Modulating Milling-Induced Amorphization Propensity of Drug Crystals by Cocrystallization

Abstract

Amorphization is a common phase transformation that occurs during stress-intensive processes, such as milling. This study aims to evaluate the impact of cocrystallization on the amorphization behavior of sulfamethazine (SMT) during cryo-milling using two SMT cocrystals: one with p-hydroxybenzoic acid (SMT-HBA) and the other with benzamide (SMT-BNZ). At short milling durations (t < 30 min), the rank order of amorphous generation was SMT-BNZ > SMT ≫ SMT-HBA. However, after 2 h of cryo-milling, this order shifted to SMT-HBA > SMT-BNZ > SMT. Both SMT and SMT-BNZ exhibited an earlier onset of amorphization than SMT-HBA. The delayed amorphization onset of SMT-HBA is attributed to its higher crystal lattice strength.
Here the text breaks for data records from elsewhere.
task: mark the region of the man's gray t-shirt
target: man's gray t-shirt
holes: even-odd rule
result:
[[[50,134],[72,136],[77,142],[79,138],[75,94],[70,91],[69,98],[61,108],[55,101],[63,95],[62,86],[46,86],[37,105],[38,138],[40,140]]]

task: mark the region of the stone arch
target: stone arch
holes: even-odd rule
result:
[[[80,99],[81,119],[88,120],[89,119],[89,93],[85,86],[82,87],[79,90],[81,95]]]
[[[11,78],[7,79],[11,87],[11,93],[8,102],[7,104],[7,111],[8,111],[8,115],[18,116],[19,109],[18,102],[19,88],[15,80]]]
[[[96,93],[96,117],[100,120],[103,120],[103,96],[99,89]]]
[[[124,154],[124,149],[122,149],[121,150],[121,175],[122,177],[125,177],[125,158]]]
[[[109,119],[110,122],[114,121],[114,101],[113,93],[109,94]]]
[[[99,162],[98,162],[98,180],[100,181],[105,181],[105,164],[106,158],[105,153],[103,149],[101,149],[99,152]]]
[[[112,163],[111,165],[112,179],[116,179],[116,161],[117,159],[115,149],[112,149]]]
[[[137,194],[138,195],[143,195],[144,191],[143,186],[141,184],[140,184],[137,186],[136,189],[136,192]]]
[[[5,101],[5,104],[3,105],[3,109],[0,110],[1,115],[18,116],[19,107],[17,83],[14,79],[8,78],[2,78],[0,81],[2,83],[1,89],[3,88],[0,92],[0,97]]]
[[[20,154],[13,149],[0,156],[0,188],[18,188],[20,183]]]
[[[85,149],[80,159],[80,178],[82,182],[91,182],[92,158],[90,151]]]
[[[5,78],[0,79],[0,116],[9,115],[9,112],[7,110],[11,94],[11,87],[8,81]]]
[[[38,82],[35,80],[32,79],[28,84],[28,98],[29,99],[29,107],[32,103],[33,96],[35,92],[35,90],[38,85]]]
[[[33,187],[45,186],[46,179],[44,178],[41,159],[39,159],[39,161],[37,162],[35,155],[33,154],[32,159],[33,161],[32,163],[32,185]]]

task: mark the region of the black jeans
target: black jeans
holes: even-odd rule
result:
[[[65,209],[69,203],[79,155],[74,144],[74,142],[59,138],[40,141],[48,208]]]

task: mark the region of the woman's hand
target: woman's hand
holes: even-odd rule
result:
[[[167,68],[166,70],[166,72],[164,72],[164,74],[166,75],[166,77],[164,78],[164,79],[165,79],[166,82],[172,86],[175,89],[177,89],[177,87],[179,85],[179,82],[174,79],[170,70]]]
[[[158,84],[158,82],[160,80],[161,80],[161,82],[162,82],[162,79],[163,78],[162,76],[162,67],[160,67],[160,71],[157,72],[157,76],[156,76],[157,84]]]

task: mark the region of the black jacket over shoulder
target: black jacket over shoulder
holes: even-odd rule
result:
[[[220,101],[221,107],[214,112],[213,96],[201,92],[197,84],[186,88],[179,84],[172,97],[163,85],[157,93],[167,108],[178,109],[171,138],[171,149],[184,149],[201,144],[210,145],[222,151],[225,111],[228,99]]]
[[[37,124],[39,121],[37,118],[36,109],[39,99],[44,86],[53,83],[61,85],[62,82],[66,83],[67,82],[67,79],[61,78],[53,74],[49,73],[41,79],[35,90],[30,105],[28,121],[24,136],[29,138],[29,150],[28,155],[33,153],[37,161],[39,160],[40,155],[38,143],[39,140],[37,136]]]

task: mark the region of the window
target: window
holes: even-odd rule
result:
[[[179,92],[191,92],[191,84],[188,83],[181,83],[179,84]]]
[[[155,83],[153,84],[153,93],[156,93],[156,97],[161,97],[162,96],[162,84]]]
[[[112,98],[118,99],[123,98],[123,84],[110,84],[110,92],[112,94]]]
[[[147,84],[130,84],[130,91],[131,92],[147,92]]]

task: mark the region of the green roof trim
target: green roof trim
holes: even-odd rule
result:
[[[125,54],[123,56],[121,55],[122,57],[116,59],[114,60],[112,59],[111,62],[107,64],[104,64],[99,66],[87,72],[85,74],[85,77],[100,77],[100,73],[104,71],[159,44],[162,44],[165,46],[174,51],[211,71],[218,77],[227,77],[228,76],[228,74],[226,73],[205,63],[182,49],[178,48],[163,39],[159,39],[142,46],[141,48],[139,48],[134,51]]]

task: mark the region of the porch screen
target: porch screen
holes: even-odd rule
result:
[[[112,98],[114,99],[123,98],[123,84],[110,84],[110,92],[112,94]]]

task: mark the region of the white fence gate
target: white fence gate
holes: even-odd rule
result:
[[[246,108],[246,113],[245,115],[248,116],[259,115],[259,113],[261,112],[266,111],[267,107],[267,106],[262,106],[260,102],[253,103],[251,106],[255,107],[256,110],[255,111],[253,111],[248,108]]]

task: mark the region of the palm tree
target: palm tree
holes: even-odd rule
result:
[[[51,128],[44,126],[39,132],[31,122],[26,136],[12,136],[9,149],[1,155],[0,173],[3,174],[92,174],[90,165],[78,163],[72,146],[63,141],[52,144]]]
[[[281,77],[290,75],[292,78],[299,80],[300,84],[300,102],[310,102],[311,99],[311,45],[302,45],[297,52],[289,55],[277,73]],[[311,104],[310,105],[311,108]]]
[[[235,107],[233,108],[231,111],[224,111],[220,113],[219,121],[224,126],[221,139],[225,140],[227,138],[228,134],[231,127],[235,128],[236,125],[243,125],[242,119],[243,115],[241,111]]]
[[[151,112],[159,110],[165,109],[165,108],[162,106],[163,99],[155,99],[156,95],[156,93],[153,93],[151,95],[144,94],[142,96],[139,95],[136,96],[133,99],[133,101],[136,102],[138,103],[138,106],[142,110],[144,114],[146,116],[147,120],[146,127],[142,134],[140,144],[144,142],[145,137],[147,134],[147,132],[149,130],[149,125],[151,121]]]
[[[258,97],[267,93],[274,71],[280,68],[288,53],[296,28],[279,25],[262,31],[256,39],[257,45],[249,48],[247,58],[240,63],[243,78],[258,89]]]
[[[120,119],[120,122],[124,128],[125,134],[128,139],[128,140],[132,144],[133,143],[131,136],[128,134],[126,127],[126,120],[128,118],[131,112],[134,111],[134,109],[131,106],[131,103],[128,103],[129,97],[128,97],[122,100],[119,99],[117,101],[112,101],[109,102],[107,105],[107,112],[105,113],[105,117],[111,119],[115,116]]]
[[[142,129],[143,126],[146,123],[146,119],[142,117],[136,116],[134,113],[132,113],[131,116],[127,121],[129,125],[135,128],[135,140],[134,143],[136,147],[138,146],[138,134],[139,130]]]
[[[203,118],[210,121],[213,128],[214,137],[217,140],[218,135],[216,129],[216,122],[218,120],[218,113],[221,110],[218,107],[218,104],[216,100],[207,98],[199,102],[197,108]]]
The rank order of amorphization extent over longer milling (up to 2 h) aligns with the physical stability of the generated amorphous phase, as assessed using configurational entropy and structural relaxation times based on the Adam–Gibbs equation. The combination of a slow onset of amorphization and the slow crystallization of the generated amorphous phase in SMT-HBA explains the shift in the rank order of amorphization extent over the entire milling duration. Understanding the interplay between crystal lattice strength and amorphous stability in stress-induced amorphization offers valuable guidance for mitigating the stress sensitivity of certain drugs through cocrystallization.